原発は運用するにしても、リスクを分散させるにしても、国家事業でなければ成り立たない巨大な社会装置である。だから原発の運用には、常に国家主義的な性質を内包しており、その是非をめぐる議論はたんなる技術論をこえて社会問題化する。そうした傾向は日本に限らず欧米でも同じである。いったん稼働をはじめた原発は、賛成・反対にかかわらず、誰もがそのリスクと責任を背負わされることになるからだ。その巨大な社会装置は、自治の尊重と人々の自律的な判断という民主主義の基本原理とはきわめて相性が悪い。


今日は、日本が長年続けてきたそういう社会のあり方がようやく転換点をむかえた一日だったように見える。ただ、その転換が人々の自律的な選択によってなされるのではなく、巨大事故によってなしくずしになされるというのは、いかにも日本的な社会のあり方だ。

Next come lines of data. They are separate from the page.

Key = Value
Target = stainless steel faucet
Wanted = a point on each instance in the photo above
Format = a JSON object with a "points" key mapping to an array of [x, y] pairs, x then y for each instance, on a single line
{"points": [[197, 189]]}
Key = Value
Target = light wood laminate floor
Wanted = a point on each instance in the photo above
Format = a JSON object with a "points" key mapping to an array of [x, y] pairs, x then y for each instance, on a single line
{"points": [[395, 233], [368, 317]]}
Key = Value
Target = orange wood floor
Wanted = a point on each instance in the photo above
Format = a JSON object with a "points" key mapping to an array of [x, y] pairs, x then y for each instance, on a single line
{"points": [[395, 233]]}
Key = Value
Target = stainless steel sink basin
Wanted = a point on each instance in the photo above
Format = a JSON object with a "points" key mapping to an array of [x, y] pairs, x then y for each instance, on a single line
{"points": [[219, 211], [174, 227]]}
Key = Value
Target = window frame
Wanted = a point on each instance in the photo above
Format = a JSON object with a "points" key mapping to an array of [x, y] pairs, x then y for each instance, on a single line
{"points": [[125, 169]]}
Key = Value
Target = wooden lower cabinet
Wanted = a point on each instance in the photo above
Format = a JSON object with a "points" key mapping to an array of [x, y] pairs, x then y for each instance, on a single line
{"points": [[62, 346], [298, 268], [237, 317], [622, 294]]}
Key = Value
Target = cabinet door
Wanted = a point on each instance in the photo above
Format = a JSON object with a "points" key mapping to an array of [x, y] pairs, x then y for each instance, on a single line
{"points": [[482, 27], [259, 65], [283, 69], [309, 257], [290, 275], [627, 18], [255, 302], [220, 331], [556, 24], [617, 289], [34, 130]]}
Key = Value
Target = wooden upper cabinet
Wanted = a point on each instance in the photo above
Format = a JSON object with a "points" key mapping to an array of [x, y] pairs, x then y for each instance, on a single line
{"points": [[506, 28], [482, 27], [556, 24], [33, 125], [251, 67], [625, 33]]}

なんだか「時の流れに身をまかせ」か「ケセラセラ」のメロディが聞こえてきそうである。


*追記4/9

損害賠償をめぐる政府と東京電力との交渉をめぐって、4/5に海江田経済産業相が記者会見で、四月中に東京電力が住民や農家に対して賠償金の仮払いを行うとコメントしたところ、同日、東京電力側から、賠償金の仮払いについては承知していないというプレス発表があった。東京電力のプレスリリースは、原発事故を謝罪しつつも、その一方で仮払いについては、「当社としては承知しておりません」「まだ決定しておりません」と強く否定している。「仮払い」といってもかなり大きな額になるので、政府の指示に対して、東京電力側が強く抵抗しているものと見られる。

東電、4月中に漏えい事故賠償金仮払い

 海江田経済産業相は5日の閣議後記者会見で、東京電力が、福島第一原子力発電所放射性物質漏えい事故で避難した住民や農産物の被害を受けた農家に対し、4月中に賠償金の仮払いを行う方向であることを明らかにした。

 経産相は、「具体的な支払い準備を東電に指示した」ことを表明した。仮払いの額については、「今後の賠償の内金としてある程度、まとまったお金を支給すべきだ」と強調した。4月中の支給については、「すべての人に行き渡るわけではないが、そういう日程感だ」と述べた。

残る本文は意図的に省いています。